One lovely morning Hildegarde stood at the back door, feeding the fowls. She wore her brown gingham frock with the yellow daisies on it, and the daisy-wreathed hat, and in her hands she held a great yellow bowl full of yellow corn. So bright a picture she made that Farmer Hartley, driving the oxen afield, stopped for pure pleasure to look at her. Around her the ducks and hens were fighting and squabbling, quacking, clucking, and gobbling, and she flung the corn in golden showers on their heads and backs, making them nearly frantic with greedy anxiety.
[Illustration: “SHE FLUNG THE CORN IN GOLDEN SHOWERS ON THEIR HEADS.”]
“Wal, Huldy,” said the farmer, leaning against Bright’s massive side, “you look pooty slick in that gown, I must say. I reckon thar ain’t no sech gown as that on Fifth Avenoo, hey?”
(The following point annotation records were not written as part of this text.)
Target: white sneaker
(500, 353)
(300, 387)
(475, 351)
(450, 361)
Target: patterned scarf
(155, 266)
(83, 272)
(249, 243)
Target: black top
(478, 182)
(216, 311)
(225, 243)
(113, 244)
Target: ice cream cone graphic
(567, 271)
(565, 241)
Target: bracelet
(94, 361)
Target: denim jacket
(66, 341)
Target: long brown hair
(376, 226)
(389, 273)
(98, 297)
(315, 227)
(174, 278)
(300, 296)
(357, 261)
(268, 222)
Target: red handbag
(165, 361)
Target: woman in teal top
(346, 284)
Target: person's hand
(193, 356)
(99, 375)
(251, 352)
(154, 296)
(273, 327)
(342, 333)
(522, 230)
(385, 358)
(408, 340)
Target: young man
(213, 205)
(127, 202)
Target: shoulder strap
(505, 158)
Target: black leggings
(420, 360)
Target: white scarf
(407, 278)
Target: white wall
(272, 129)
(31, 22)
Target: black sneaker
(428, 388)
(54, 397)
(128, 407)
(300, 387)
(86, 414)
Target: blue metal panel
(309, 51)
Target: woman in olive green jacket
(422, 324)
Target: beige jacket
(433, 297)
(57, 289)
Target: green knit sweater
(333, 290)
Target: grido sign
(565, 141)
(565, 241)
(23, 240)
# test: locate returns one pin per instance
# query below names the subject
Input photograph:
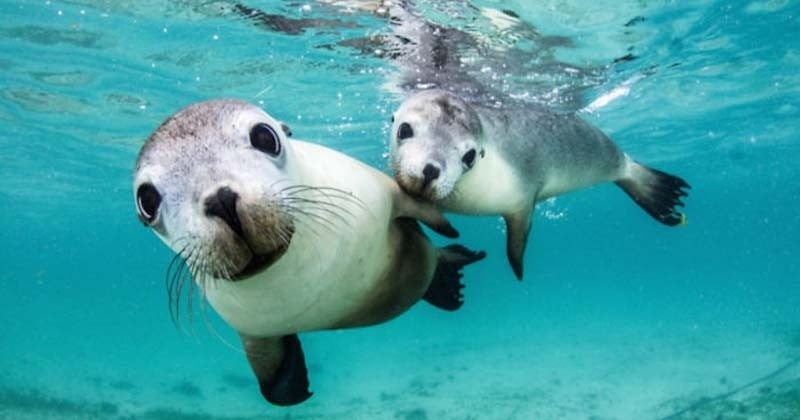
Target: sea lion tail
(445, 289)
(658, 193)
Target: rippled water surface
(618, 317)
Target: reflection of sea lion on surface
(286, 236)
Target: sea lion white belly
(484, 160)
(285, 236)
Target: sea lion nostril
(223, 205)
(429, 173)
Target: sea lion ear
(408, 207)
(286, 130)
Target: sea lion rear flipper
(406, 206)
(518, 225)
(658, 193)
(280, 368)
(445, 289)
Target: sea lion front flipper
(280, 368)
(406, 206)
(445, 289)
(518, 225)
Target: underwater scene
(617, 316)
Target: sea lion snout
(254, 250)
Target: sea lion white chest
(483, 160)
(285, 236)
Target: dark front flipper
(280, 368)
(445, 289)
(658, 193)
(518, 225)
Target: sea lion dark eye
(147, 201)
(404, 131)
(469, 158)
(264, 138)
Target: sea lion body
(484, 160)
(285, 236)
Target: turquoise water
(618, 317)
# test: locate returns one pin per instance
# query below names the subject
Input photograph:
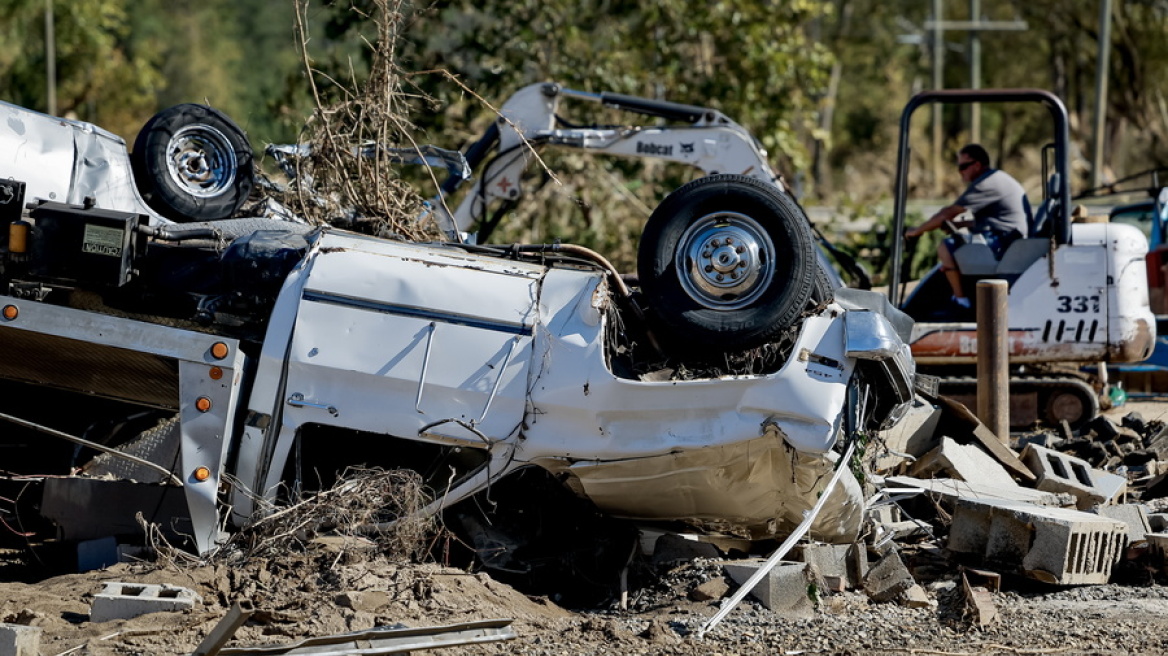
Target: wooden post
(993, 358)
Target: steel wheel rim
(201, 160)
(725, 260)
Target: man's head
(972, 161)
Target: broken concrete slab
(917, 598)
(1134, 515)
(18, 640)
(846, 562)
(950, 490)
(912, 435)
(963, 425)
(1056, 545)
(963, 462)
(785, 590)
(673, 548)
(710, 590)
(1062, 473)
(888, 578)
(979, 602)
(124, 601)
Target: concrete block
(1062, 473)
(912, 435)
(950, 490)
(672, 548)
(784, 590)
(961, 462)
(124, 601)
(1134, 515)
(888, 578)
(1056, 545)
(846, 562)
(18, 640)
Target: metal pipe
(224, 629)
(993, 358)
(800, 530)
(1102, 71)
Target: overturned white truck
(192, 372)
“Indeed, I don’t believe there is, Farmer Hartley,” replied Hilda, laughing merrily; “at least I never saw one like it. It is pretty, I think, and so comfortable! And where are you going this morning with the mammoths?”
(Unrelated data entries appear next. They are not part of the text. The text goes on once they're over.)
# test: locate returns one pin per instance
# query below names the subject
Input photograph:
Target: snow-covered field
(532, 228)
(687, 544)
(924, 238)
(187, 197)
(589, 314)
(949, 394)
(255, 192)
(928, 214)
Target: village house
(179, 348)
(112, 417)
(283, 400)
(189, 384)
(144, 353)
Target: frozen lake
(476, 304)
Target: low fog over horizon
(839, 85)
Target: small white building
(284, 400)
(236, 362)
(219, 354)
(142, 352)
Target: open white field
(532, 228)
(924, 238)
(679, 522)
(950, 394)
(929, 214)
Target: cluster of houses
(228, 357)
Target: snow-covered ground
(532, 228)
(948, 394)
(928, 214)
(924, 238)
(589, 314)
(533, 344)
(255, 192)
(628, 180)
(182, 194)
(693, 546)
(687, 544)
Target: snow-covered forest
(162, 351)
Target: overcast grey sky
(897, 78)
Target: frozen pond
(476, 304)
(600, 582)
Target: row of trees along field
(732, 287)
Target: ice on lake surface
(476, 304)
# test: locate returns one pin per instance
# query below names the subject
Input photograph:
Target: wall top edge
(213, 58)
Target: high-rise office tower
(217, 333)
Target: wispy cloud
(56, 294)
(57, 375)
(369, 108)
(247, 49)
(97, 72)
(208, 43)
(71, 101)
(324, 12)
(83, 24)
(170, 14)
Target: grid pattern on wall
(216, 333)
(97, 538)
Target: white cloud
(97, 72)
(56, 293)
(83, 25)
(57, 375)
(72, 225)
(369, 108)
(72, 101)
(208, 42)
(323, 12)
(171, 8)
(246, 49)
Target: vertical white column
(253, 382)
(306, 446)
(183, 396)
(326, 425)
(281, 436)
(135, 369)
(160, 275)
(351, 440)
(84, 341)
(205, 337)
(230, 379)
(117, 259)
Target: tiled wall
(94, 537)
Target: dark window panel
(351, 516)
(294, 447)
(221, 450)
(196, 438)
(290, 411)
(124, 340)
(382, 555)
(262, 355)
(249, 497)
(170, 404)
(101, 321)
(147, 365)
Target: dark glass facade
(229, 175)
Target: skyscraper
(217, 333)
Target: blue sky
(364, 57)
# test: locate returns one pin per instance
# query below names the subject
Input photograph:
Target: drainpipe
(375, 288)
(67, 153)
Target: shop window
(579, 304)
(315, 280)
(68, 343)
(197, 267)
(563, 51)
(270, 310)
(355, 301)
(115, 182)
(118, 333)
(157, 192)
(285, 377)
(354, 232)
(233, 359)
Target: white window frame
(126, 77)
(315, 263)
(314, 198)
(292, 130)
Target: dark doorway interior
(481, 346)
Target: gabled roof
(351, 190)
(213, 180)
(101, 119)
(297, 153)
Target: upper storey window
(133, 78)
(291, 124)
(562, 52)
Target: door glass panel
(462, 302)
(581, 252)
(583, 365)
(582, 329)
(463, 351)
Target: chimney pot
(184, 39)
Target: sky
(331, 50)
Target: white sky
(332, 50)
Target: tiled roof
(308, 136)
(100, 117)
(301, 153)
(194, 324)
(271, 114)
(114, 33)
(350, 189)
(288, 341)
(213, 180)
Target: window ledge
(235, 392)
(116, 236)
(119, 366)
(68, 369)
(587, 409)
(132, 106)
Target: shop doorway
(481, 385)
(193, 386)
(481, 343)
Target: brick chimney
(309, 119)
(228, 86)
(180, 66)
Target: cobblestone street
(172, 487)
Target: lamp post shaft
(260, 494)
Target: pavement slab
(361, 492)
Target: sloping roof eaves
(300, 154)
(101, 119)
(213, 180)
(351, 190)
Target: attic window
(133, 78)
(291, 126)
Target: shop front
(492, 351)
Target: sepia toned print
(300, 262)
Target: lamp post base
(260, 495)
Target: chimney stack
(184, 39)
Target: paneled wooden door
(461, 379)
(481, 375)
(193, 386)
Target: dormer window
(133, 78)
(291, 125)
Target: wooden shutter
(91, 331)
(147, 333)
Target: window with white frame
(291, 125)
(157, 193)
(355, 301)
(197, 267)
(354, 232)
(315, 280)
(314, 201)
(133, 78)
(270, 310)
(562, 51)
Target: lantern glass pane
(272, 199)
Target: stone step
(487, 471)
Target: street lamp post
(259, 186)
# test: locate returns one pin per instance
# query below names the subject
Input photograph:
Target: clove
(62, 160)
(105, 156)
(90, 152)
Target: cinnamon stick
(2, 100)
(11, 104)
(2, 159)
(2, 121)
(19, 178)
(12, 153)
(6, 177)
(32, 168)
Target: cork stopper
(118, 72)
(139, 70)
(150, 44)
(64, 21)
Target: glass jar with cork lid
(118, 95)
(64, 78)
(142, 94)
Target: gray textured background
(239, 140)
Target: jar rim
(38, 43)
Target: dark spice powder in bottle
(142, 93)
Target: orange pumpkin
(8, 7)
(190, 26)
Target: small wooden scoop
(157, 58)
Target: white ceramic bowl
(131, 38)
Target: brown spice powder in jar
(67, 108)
“Down to the ten-acre lot,” replied the farmer. “The men are makin’ hay thar to-day. Jump into the riggin’ and come along,” he added. “Ye kin hev a little ride, an’ see the hay-makin’. Pooty sight ’tis, to my thinkin’.”
“May I?” cried Hilda, eagerly. “I am sure these fowls have had enough. Go away now, you greedy creatures! There, you shall have all there is!” and she emptied the bowl over the astonished dignitaries of the barn-yard, laid it down on the settle in the porch, and jumped gayly into the “rigging,” as the great hay-cart was called.
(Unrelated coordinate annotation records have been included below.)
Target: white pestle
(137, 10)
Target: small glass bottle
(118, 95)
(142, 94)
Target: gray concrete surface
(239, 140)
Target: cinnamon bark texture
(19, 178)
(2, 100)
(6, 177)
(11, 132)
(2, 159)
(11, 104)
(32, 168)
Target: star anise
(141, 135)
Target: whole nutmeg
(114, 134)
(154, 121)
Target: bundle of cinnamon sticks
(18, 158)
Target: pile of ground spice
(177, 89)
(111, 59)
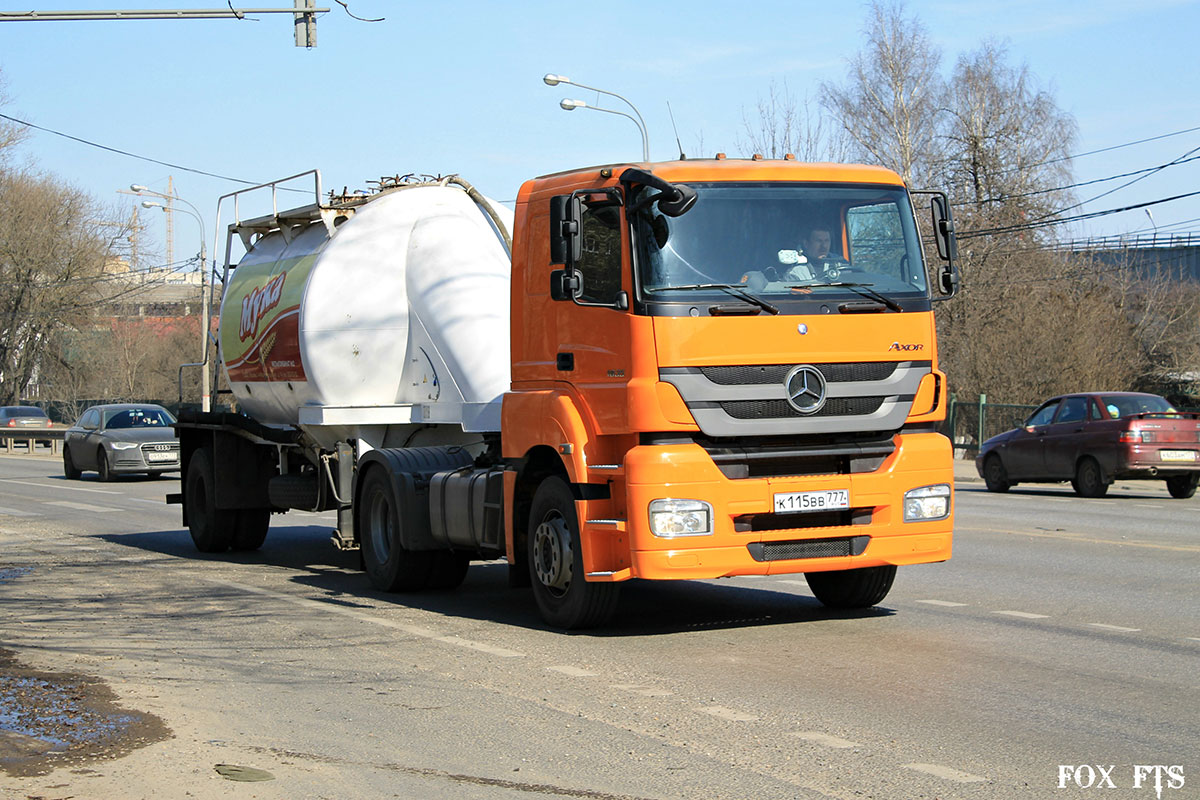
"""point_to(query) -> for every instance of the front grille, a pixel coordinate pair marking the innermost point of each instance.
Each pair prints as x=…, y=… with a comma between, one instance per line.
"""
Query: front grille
x=808, y=548
x=781, y=409
x=775, y=373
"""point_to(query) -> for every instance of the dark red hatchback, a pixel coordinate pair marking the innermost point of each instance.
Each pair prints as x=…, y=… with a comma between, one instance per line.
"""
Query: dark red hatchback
x=1092, y=439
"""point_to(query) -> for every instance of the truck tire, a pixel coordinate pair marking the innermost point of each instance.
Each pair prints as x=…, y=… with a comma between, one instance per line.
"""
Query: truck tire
x=1089, y=481
x=211, y=528
x=1182, y=486
x=388, y=564
x=556, y=563
x=250, y=528
x=995, y=475
x=852, y=588
x=69, y=469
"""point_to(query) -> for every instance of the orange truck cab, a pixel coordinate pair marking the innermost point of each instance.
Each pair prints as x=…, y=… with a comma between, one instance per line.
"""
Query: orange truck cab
x=724, y=368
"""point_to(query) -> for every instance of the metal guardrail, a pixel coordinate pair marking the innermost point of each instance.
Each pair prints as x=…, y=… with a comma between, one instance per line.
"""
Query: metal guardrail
x=30, y=437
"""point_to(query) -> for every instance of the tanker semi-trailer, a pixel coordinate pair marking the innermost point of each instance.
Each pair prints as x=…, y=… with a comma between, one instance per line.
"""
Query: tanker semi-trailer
x=669, y=371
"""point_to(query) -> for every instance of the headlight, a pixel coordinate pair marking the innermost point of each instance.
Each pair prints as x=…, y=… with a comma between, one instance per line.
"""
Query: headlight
x=927, y=503
x=671, y=518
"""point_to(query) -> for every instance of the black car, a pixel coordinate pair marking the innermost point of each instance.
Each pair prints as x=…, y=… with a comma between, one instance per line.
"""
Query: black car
x=121, y=438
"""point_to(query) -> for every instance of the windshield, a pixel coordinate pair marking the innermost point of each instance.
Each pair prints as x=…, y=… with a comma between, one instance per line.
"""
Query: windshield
x=793, y=246
x=141, y=417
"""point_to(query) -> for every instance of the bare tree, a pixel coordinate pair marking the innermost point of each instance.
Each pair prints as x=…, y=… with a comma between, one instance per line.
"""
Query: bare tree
x=53, y=254
x=888, y=108
x=781, y=126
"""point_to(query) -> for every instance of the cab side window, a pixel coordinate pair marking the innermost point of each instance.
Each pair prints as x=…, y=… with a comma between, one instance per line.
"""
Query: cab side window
x=600, y=264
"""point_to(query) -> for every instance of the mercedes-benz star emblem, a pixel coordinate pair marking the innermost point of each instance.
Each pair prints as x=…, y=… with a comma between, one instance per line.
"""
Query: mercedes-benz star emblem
x=805, y=389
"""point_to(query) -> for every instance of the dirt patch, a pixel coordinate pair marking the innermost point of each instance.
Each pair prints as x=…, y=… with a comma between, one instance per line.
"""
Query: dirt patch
x=52, y=720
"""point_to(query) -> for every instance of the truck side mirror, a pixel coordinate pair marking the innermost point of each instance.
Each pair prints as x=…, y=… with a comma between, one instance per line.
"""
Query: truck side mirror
x=565, y=216
x=947, y=245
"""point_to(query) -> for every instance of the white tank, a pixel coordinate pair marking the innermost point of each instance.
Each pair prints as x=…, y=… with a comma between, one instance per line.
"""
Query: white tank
x=403, y=306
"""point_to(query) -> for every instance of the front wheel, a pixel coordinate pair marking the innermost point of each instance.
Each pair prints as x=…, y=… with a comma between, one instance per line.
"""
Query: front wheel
x=858, y=588
x=1182, y=486
x=102, y=467
x=69, y=469
x=1089, y=481
x=995, y=475
x=556, y=563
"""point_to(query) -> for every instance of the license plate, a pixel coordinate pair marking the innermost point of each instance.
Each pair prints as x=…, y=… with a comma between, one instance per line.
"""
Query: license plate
x=822, y=500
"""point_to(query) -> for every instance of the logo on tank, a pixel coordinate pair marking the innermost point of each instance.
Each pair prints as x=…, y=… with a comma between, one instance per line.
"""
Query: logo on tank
x=256, y=305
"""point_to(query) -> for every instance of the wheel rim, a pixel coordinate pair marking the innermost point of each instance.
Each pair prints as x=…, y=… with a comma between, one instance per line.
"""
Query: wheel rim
x=552, y=554
x=381, y=527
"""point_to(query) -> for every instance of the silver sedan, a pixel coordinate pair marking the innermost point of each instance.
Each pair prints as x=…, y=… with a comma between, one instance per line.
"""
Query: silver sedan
x=121, y=438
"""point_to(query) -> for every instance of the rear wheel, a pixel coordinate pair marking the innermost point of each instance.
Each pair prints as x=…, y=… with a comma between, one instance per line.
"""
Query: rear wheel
x=211, y=528
x=852, y=588
x=1089, y=480
x=388, y=564
x=250, y=529
x=995, y=475
x=103, y=467
x=1182, y=486
x=556, y=563
x=69, y=467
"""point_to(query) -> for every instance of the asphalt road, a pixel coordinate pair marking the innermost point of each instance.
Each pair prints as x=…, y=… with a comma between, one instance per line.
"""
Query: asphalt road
x=1062, y=632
“Haw, Bright! hoish, Star!” said the farmer, touching one and then the other of the great black oxen lightly with his goad. The huge beasts swayed from side to side, and finally succeeded in getting themselves and the cart in motion, while the farmer walked leisurely beside them, tapping and poking them occasionally, and talking to them in that mystic language which only oxen and their drivers understand. Down the sweet country lane they went, with the willows hanging over them, and the daisies and buttercups and meadow-sweet running riot all over the banks. Hilda stood up in the cart and pulled off twigs from the willows as she passed under them, and made garlands, which the farmer obediently put over the oxen’s necks. She hummed little snatches of song, and chatted gayly with her kind old host; for the world was very fair, and her heart was full of summer and sunshine.
“And have you always lived here, Farmer Hartley?” she asked. “All your life, I mean?”
“No, not all my life,” replied the farmer, “though pooty nigh it. I was ten year old when my uncle died, and father left sea-farin’, and kem home to the farm to live. Before that we’d lived in different places, movin’ round, like. We was at sea a good deal, sailin’ with father when he went on pleasant voyages, to the West Indies, or sich. But sence then I ain’t ben away much. I don’t seem to find no pleasanter place than the old farm, somehow.”